Review: Big Bones, VAULT Festival
5.0stars

Ladies and gentlemen, boys and girls, gather round and take your seats. Welcome to the Big Top Circus where many a freak of nature awaits to leave you stunned to silence. Marvel at our contortionist, wiry enough to fit herself into a vase. Have the world’s strongest man balance you on his finger. Gaze at the bearded lady as she combs her admirable moustache. And finally, stand in wonder and trepidation at the most extraordinary curiosity, the man whose horse rides him, the Irish Giant, Big Bones!

At least that’s how it once was at the Big Top Circus. In the days when Big Bones the Giant brought droves of audience members to the performances. But the circus might be performing its final show before very long. Ever since Big Bones’ skeleton was stolen and put on display in a museum against his dying wishes, a dreadful curse hangs over the theatre. They haven’t had a single audience member in over 100 years. Can Big Bones’ great-great-great-great-granddaughter Nora (Emma MacLean) and her new friends manage to save the theatre and finally lay both Big Bones’ skeleton and the curse to rest?

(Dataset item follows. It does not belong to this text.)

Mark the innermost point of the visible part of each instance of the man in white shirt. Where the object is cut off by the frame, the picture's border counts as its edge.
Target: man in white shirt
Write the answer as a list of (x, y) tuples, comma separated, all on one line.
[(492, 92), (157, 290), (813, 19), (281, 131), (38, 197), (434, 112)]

Inspired by the true story of the 18th-century ’Irish Giant’ Charles Byrne, Faceplant Theatre Company have created a rollicking family show about celebrating differences and finding out where you truly belong.

Big Bones by writers Alice Bounce, Owen Jenkins and Maxwell Tyler is filled with physical comedy and a spatter of well-placed jokes for the adults in the audience (although Uranus gags are enjoyable at any age). Composer Cat Gisby has created a series of catchy tunes, the final song is still stuck in my head (‘Everything is big at the Big Top…’) and encompasses the show’s message of friends becoming family and raising you to embrace what makes you stand out.

Actors MacLean, Joey Timmins, Lydia Hourihan, Grace Dunne and Alice Bounce revel in a myriad of unique characters, showing a lot of skill with quick costume changes and a variety of accents. Dunne’s strongman character Jim Membership definitely wins the best name in the show. However, Bounce and Timmins stint as the two sitcom-esque bumbling museum guards Gavin and Gareth is my favourite part of the play. Incompetently stumbling around, disrupting Hourihan, Dunne and MacLean’s stealthy museum heist, Bounce and Timmins give the perfect comedic duo. I wish Gavin and Gareth the best, but I do fear they have been fired from their positions.

Big Bones is a feat for family theatre. It ploughs its way forward without losing steam, setting an example for any company looking to create theatre for a young audience. Hearing both little voices and their parents still singing snippets of the show’s songs while leaving the theatre is, I think, proof enough that this is a performance anyone will enjoy.